The Republicans, not Mitt Romney, deserve the blame for blowing the opportunity to defeat President Obama, who doesn’t exactly remind anybody of FDR. Instead of promoting the candidacy of a rising GOP star, Republicans turned to a known quantity, who inspires nobody. At some point in the GOP primary slog, Romney trailed nearly every opponent.

Former Utah governor Jon Huntsman was the one candidate who could have given Obama a run for the money. But he was rejected by the GOP base for serving as Obama’s ambassador to China. In the real world, national service—especially in a vital post like Beijing, is regarded as an asset, not deficit.
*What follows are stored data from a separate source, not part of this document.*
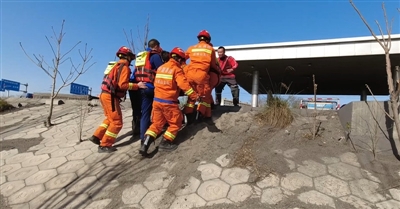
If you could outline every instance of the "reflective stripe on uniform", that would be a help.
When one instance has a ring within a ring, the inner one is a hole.
[[[172,140],[174,140],[175,139],[175,135],[173,135],[171,132],[169,132],[169,131],[166,131],[165,133],[164,133],[164,135],[165,136],[168,136],[169,138],[171,138]]]
[[[156,78],[163,78],[163,79],[172,80],[172,75],[157,73],[156,74]]]
[[[157,134],[156,132],[152,131],[152,130],[147,130],[146,133],[144,135],[150,135],[154,138],[157,138]]]
[[[106,131],[106,135],[109,136],[109,137],[112,137],[112,138],[117,138],[118,134],[115,134],[115,133],[107,130]]]
[[[191,95],[193,92],[194,92],[193,88],[190,88],[189,90],[187,90],[187,91],[185,92],[185,94],[189,96],[189,95]]]
[[[132,89],[133,89],[133,83],[129,83],[128,90],[132,90]]]
[[[108,128],[108,125],[105,124],[105,123],[102,123],[102,124],[100,125],[100,127],[103,127],[103,128],[105,128],[105,129],[107,129],[107,128]]]
[[[205,52],[207,54],[211,54],[211,49],[192,49],[192,52]]]
[[[210,104],[208,104],[208,103],[206,103],[206,102],[200,102],[200,104],[199,105],[204,105],[204,106],[206,106],[206,107],[211,107],[211,105]]]
[[[193,108],[193,107],[194,107],[194,104],[186,104],[186,107],[191,107],[191,108]]]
Now the GOP is left with Reeling Romney, a flawed candidate who bolsters the Democratic chance of retaining the Senate and winning the House. Romney is entitled to a gaffe or two, but his strategy of “doubling-down” on bonehead statements makes him look far out-of-touch with the rest of America.

Saying that 47 percent of Americans “pay no income tax” and fail to “take personal responsibility and care for their lives” is more than an “inelegant statement” -- as Mitt said in his defense of his pitch at the Boca Raton fund-raiser. It’s an insult to hard-working families across the U.S.

According to the Center on Budget and Policy Priorities, 61 percent of households that paid no income tax in 2011 paid a payroll tax. They didn’t earn enough money to owe federal income taxes, largely due to the Earned Income Credit passed during the Ford administration and expanded during the Reagan and Bush 11 White Houses.

The other group of Romney deadbeats include the elderly (22 percent of households paid no fed tax) and students/disabled/employed (17 percent). Adding to his self-inflicted wound, Mitt said of the 47 percent, “My job is not to worry about those people.”

Romney’s war on “moochers” follows last week’s knee-jerk response to the attack on the Cairo embassy, in which he accused the Obama White House for siding with those that killed the U.S. ambassador and three aides. Enough said about that one.

The Washington Post today editorialized that Romney’s vision for the country is a “fantasy." It also took Romney’s running mate, Rep. Paul Ryan to task for telling the GOP convention that Obama offers Americans “a dull, adventureless journey from one entitlement to the next, a government-planned life, a country where everything is free but us.” Ryan frets that the safety net may get turned into a hammock.

Obama is a very lucky guy to have Romney as an opponent. Bill Kristol, editor of conservative Weekly Standard, blasted Romney’s 47 percent remark as “arrogant and stupid.” He wants Mitt to step down, replaced by a combination of Ryan and Florida Senator Marco Rubio.

It’s too late in the game for that. Ryan/Rubio in 2016 is more like it.